Ok... how can I be more detailed, new sys, fairly up to date, don't feel like listing specs but to give a good idea my mobo is fatal1ty AA8XE and I have the sound card thats built into it. Righto, good video card and I can run HL2 at it's full potential. Yeah, recent build, love it. Now back too Full Throttle... which is at least 10+ years old.... Um... I can't configure it, the options of compatible sound cards it gives don't match mine. The only sound blaster one that sorta worked is fuzzy and the sound it staticy... any ideas?


----------



## jimscreechy (Jan 7, 2005)

Some of those older games are a ***** to get working on new systems, and even 'back in the day' could be a pain in the ***. 
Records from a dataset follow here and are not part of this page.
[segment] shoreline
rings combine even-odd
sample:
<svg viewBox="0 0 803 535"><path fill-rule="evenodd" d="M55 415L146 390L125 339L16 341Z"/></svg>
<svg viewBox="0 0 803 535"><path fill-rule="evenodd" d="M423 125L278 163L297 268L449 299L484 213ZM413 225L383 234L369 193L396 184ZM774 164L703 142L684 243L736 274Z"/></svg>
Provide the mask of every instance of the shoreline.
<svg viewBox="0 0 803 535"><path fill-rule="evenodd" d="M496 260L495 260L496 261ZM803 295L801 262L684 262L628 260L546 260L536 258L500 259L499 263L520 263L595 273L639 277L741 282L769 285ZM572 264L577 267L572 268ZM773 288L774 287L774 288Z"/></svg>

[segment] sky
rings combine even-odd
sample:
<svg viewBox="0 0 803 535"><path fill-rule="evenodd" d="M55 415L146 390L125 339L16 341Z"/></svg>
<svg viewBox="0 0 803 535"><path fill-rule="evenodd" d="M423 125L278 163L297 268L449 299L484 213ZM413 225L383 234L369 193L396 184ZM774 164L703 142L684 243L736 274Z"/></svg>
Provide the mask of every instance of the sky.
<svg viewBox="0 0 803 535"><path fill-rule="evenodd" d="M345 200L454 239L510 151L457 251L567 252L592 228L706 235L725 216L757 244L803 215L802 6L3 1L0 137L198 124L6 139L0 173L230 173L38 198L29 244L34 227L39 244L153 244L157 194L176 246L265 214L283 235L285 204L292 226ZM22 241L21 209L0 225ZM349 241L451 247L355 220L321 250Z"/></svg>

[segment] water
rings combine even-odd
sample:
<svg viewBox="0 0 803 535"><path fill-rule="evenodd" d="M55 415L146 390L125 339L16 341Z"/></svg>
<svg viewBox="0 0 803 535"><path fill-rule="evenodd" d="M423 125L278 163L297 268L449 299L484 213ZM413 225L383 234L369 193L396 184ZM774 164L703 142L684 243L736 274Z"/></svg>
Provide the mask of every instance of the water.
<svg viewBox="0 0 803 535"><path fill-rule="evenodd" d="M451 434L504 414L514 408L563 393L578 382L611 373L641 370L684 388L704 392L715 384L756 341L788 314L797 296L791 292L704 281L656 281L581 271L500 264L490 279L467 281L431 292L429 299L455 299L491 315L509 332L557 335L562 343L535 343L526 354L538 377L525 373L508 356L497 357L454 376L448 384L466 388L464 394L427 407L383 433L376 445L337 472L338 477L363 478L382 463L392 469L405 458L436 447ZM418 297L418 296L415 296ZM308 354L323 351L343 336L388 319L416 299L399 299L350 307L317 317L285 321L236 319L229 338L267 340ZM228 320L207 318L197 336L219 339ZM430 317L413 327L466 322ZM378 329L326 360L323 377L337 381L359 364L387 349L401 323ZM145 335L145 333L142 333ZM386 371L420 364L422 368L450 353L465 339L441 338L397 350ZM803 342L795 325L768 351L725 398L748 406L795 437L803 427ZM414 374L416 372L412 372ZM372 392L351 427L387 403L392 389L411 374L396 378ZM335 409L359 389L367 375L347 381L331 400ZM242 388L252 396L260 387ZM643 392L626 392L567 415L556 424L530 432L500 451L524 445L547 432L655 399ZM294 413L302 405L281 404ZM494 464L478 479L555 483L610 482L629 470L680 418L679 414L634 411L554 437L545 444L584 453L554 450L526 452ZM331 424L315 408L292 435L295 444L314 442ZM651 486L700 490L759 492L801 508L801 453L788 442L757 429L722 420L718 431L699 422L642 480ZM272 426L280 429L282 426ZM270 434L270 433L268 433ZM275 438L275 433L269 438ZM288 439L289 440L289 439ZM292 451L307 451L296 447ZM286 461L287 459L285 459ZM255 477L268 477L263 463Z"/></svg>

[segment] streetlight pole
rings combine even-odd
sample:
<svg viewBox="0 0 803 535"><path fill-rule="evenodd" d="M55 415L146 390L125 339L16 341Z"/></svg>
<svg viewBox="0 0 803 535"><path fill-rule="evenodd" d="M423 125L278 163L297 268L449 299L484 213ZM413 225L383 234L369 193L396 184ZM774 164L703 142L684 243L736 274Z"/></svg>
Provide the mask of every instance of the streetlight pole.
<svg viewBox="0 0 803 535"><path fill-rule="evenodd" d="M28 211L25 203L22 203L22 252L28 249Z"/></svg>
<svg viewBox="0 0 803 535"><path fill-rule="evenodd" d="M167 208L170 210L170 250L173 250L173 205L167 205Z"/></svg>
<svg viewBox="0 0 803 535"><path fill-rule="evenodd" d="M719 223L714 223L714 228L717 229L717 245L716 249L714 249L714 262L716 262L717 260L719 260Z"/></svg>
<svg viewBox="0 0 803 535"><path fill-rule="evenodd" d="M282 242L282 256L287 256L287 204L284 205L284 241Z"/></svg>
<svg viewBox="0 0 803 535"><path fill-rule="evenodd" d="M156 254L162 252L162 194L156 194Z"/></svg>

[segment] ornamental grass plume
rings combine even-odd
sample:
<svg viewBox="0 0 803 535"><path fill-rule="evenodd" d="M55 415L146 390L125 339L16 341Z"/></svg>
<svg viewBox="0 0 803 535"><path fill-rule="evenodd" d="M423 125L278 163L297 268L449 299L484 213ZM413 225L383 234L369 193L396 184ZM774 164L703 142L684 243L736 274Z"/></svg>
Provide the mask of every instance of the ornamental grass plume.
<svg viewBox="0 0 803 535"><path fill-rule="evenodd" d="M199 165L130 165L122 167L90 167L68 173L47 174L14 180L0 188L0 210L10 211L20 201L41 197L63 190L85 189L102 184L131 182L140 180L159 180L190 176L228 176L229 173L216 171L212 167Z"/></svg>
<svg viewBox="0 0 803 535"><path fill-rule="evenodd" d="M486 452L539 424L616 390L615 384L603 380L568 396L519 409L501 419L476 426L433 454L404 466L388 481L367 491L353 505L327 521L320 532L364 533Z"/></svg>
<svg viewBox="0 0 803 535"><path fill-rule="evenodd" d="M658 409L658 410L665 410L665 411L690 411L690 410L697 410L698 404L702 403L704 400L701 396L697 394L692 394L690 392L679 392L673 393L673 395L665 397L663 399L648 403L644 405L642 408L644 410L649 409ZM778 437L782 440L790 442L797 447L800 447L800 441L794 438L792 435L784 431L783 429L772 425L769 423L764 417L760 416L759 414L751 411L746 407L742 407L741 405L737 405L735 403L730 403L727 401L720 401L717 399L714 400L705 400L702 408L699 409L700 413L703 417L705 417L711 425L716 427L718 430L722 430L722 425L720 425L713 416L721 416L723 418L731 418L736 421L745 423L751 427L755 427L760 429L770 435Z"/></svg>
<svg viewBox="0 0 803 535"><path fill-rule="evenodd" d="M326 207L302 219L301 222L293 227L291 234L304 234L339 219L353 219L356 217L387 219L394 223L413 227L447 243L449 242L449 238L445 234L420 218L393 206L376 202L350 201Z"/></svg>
They had a habit of listing specific devices, (both sound and video) which were the most commonly used/available at the time. This stems from the era when everything had to be soundblaster compatible or you were well and truly shafted. Some times they did include settings like "Generic sound card" or "system device" which would use your default device item for your system. Do you have these settings? If you do you could try these, if not the only thing you can do is go through each and hope they are a close enough match to your current system. 
I kinda get the feeling you have already done this but, let me scratch my head for a while. If it's any consolation, I have the same problems with some games (like the original commanche, even older than full throttle) which I can only play if I boot from a dos disk. Madness!


----------



## koala (Mar 27, 2005)

I found this at www.ntcompatible.com/Getting_Sound_in_Dos_Games_t10172.html

_All you need to do besides *converting the compatibility mode to support Win95 on the program properties* is to download and purchase the Soundfx 2000 program which allows proper soundblaster emulation for any and all dos games. This works with all game engines and all formats. Not even the software companies will suggest this program, they themselves wish you to download small patches, etc that will help. but the functionality of the game or program will still be limited. This soundblaster emulator will prevent any sound crashes in any game, and also perfect the sound for the game where you can play with full speech, music, sound effects etc. You may get this program at_
http://www.softsystem.co.uk/page3.htm


----------



## rpheckenkamp (Mar 7, 2005)

You need a SCUMM emulator to run those old Lucasarts games.

Here mate http://www.scummvm.org/


----------



## FALLOUTGOD (Mar 8, 2005)

sweet, thank you!!


----------